Heart racing a bit, palms a little sweaty, sitting in the parking lot still wondering if I should do what I was about to do. No, I was not sitting in the parking lot of my local airfield before my first parachute jump, I was sitting in the parking lot of my hair salon before my first haircut since the pandemic started!
What I was about to do was step into a smallish room and get within less than 6 feet of a human being other than my husband for the first time in the last two months.
I am vain about many things, but my hair is not one of them. I often go for months with a shabby pixie, frequently using a straight razor to chop some strands off my eyes and asking my husband to clean-up my neck with his electric razor. So why did I choose to go get it cut at the salon now of all times?
It started a few weeks ago when I began seeing posts from hairdressers in my community about how much they were suffering from the shutdown. Then I got an email from my hairdresser last week saying she was back at work and would really appreciate my business. The salon had a really well thought-out plan for cleaning, disinfecting and minimizing risk to customers. I would wait in my car until my hairdresser was ready for me. I could skip shampooing and blow drying to minimize time in the salon. She would be wearing a mask, I could wear a mask attached to my ears. She would just need to take my mask off momentarily to clean-up around my ears.
The risk-averse voice started niggling in my head – her cloth mask is not going to protect you from aerosolized particles that leak as she cuts your hair, talking, laughing and breathing, you really don’t want to do this. And what if you have the coronavirus and unknowingly give it to her – not a good idea at all! Then the scientist brain took over and said – wait a minute, don’t make an offhand decision based on your fear, make a calculated and educated decision. And that’s what I did.
My hairdresser has a young family and recently bought a home for which she would need to make monthly payments. It would be very difficult for her to do that without a paycheck and she might lose her home. Then the nervous brain asked me, but what if she dies from the virus that you gave her because you didn’t know you had it? Is that not a lot worse than losing her home? But then the scientist brain took over again – how likely is she really to die from the virus based on her age and where she lives? Is she at greater risk of dying in a car accident while driving into work? After I did all the math, it became clear that her risk of dying on the way to her workplace from home was higher than that from coronavirus.
According to the NY numbers, 815 people in my age group, and 85 people in my hairdresser’s, died of the virus out of a total of 19.5 million people. Now this is NY, the hardest hit of all our states, with a likely 20% prevalence of the virus. I live in rural East Texas, our city has had 1 case and 1 death which happened in mid March and the salon is also in a city with exactly one coronavirus death. So my risk of death from the virus is minute, hers even less so since she is in her 20s.
After I looked at the numbers, I could not help but wonder why I was more scared of the coronavirus than many other things, say TB, which is rampant in India.

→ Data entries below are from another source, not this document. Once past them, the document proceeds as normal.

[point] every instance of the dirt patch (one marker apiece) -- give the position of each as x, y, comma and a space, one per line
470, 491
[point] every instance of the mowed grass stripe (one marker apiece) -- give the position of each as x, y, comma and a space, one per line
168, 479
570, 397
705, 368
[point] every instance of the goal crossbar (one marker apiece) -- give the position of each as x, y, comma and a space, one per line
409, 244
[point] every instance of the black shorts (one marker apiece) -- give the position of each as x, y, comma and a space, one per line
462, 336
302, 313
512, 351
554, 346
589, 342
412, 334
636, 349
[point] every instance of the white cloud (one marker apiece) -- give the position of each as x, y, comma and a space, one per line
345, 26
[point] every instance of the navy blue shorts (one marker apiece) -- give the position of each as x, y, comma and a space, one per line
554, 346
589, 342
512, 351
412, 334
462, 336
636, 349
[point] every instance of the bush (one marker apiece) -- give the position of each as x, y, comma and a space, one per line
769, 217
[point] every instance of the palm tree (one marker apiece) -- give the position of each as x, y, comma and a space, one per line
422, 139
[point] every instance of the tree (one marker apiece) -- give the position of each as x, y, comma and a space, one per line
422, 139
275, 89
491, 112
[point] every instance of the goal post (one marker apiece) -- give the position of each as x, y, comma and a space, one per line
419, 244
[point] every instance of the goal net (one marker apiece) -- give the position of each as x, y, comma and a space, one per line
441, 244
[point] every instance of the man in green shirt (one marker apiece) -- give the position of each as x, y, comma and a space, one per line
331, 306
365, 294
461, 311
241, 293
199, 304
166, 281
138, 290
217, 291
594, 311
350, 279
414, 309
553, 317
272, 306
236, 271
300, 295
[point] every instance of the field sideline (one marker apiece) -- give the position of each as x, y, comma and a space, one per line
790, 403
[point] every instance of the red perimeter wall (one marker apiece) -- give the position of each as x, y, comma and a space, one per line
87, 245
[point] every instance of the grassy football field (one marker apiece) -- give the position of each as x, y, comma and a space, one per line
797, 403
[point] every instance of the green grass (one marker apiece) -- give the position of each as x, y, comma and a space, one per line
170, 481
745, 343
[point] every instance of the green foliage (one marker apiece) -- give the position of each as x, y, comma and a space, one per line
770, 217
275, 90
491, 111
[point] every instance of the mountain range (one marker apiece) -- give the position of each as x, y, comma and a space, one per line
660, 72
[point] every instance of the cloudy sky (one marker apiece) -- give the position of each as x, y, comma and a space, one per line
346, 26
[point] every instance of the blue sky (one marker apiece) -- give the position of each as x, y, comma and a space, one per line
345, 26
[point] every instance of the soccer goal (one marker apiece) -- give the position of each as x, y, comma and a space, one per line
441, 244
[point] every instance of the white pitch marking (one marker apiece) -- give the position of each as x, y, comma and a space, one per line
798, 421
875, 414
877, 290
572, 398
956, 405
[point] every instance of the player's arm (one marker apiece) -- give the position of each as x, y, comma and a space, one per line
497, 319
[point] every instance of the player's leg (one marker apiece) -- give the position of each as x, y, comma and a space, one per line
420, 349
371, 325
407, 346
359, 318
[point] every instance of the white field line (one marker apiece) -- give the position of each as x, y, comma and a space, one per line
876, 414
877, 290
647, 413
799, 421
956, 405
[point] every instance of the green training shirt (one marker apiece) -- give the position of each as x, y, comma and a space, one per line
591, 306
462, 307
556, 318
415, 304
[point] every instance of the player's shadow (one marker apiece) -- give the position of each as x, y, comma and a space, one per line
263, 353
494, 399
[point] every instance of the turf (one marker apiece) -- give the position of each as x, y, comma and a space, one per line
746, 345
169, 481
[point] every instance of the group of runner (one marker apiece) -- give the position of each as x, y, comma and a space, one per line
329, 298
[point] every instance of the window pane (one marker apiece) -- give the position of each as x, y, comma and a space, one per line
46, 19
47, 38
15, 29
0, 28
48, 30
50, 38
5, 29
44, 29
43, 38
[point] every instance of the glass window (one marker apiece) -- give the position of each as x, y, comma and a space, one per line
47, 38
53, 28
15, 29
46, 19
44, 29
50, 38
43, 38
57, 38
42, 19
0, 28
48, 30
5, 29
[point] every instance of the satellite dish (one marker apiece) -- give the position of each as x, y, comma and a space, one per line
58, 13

The time I spent a whole year there doing research, more than 400,000 people died from TB alone! I happily spent hours everyday that year in hospital wards, outpatient clinics, slums and other crowded areas without giving it a second thought. And now I was scared to get my haircut at a rural Texas salon in a city where one death has occurred from COVID-19 since the pandemic came to the US?!
I don’t know why I feel this way – maybe it’s TV news, maybe it’s Facebook. But whatever the reason, I’m sure I do not want to live in unfounded fear for the next several months to years. I won’t be stupidly taking high risks for myself or selfishly putting vulnerable people at high risk of death, but neither will I cower in fear over a minuscule risk. I want to return to being that person who made rational, not fear-driven choices. Finding that person again has been a slow and difficult process. The trip to the salon was an important baby step in the right direction.